Lumpectomy with RT tops mastectomy for early-stage cancer

Women with early-stage breast cancer sometimes opt for mastectomy rather than less radical surgery out of concern about cancer recurrence. But recurrence risk was lower for women who chose lumpectomy followed by radiation therapy (RT) compared with those who received mastectomies, according to a study published online on Monday in Cancer.

Women in the study who underwent breast conservation surgery consisting of a lumpectomy followed by radiation therapy had better outcomes than those who had a mastectomy, the group from Duke University and the Cancer Prevention Institute of California concluded. This was particularly true for women 50 years of age and older who were hormone-receptor (HR) positive.

Another unexpected finding was that women who had mastectomies did not live as long as women who had breast conservation surgery. This proved consistent even after adjusting for age at diagnosis, year of diagnosis, tumor size and grade, and extent of lymph node involvement. The population-based study included more than 100,000 residents of California who were diagnosed with early-stage breast cancer between January 1, 1990, and December 31, 2004 (Cancer, January 28, 2013).

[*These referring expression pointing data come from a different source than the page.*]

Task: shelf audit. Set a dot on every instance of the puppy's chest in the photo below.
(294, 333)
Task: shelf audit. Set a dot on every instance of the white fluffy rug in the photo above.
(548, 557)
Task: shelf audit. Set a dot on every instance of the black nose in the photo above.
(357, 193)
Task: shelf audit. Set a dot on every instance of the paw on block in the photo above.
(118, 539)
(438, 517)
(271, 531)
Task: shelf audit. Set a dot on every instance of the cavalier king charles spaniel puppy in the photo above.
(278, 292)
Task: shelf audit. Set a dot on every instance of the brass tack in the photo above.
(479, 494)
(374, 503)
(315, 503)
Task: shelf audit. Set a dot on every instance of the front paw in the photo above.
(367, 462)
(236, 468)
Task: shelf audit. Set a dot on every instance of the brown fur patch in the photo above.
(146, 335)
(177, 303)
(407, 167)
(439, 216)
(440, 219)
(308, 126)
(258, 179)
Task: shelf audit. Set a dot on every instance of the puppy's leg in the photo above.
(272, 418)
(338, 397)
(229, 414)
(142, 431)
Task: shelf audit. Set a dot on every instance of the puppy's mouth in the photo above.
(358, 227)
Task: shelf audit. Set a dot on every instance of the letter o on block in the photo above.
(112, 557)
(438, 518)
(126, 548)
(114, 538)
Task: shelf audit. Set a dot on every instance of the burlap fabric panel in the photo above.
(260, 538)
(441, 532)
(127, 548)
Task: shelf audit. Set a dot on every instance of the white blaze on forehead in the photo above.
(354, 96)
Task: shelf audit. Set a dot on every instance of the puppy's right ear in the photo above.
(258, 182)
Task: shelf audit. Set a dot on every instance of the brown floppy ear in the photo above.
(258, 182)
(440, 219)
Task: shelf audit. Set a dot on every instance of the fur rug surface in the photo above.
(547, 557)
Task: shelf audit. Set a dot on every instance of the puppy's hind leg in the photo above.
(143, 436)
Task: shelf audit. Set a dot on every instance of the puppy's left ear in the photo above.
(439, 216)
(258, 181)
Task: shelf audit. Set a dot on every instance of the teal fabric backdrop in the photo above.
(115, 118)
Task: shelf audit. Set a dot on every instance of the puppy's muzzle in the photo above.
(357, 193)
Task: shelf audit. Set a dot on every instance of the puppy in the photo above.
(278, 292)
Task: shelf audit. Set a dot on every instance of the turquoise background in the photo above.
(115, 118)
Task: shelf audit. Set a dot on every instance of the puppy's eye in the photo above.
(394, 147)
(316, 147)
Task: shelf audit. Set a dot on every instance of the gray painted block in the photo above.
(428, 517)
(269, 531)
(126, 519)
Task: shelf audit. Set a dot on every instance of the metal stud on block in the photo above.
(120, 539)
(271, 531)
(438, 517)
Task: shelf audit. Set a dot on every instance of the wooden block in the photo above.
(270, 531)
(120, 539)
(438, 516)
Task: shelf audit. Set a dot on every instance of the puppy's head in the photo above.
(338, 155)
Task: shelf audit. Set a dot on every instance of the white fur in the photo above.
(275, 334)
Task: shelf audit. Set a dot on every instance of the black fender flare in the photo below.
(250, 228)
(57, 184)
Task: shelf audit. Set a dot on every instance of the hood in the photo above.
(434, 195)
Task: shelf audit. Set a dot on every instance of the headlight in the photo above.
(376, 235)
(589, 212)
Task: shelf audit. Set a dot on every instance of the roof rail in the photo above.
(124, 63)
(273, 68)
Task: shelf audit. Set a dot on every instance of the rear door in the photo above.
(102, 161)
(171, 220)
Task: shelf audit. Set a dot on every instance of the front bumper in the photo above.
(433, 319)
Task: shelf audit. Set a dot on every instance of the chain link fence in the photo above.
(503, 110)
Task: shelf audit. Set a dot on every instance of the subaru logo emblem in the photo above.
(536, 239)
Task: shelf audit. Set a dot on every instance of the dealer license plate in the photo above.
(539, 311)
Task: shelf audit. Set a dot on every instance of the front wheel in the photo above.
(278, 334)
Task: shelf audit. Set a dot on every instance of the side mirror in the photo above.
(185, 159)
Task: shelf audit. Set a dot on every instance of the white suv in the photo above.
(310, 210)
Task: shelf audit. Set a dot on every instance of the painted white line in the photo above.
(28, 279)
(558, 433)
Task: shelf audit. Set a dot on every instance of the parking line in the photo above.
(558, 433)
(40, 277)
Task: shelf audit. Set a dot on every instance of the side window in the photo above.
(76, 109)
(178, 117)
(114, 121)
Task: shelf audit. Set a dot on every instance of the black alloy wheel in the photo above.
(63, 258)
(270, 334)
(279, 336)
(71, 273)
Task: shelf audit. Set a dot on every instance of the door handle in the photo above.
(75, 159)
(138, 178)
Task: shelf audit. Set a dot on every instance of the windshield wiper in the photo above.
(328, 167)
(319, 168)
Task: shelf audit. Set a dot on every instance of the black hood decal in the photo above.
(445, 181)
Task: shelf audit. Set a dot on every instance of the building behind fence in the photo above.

The researchers undertook the study to determine if outcomes in randomized, controlled trials for the two groups would also be observed in the general population. They used the California Cancer Registry to evaluate associations between surgery type, overall survival, and breast-cancer-specific survival. The researchers were particularly interested in evaluating the effects of age at diagnosis and hormone-receptor status.

The team led by Dr. E. Shelley Huang, chief of breast surgery at Duke Cancer Institute, identified 215,049 women ages 18 to 80 years. A total of 112,154 met the eligibility requirements for the study, which included being followed for at least five years. Forty-five percent (50,383 women) had undergone a mastectomy without any radiotherapy; the remainder, 61,771, had a lumpectomy followed by radiotherapy. The median follow-up time period was nine years.

Patient characteristics

The age of the patient did not have any effect on the type of treatment. The researchers categorized the women into five age groups, each of which had a similar percentage opting for either treatment. Division by race also produced similar percentages for each treatment group.

Women who received treatment in 1990, 1991, or 1992 were twice as likely to have a mastectomy. Starting in 1996, a higher percentage of women opted for breast conservation surgery, and this trend continued through the study period.

As might be expected, tumor stage and size affected treatment choice, with more women opting for breast conservation surgery if they were stage I, and almost twice as many women opting for mastectomy (9,723 patients) than breast conservation surgery (5,072) if they were stage IIB. Patients with larger tumors tended to have a mastectomy, as well as patients diagnosed with lobular cancers.


Long-term breast-cancer-specific survival for patients who had a lumpectomy and radiation therapy was either equivalent or superior to survival of mastectomy patients in all age groups and hormone-receptor types. Women at least 50 years of age with HR-positive tumors in the breast conservation cohort had 13% lower breast cancer mortality and 19% lower overall mortality than women who had mastectomies.

A total of 31,416 women died during the study period. Nearly 40% of deaths were attributed to breast cancer as the underlying cause. Among all patient groups, overall survival was better for patients who did not have a mastectomy.

The authors acknowledged that concurrent comorbidities, for which data were not available, could have affected overall survival. To try to determine if patients had comorbidities at the time of treatment, they conducted an analysis of deaths that occurred within three years following either treatment. Comorbidities did not seem to have an impact.

"These findings support the notion that breast conservation therapy, when combined with radiation, confers at least equivalent and perhaps even superior survival to mastectomy as definitive breast cancer treatment," the authors wrote.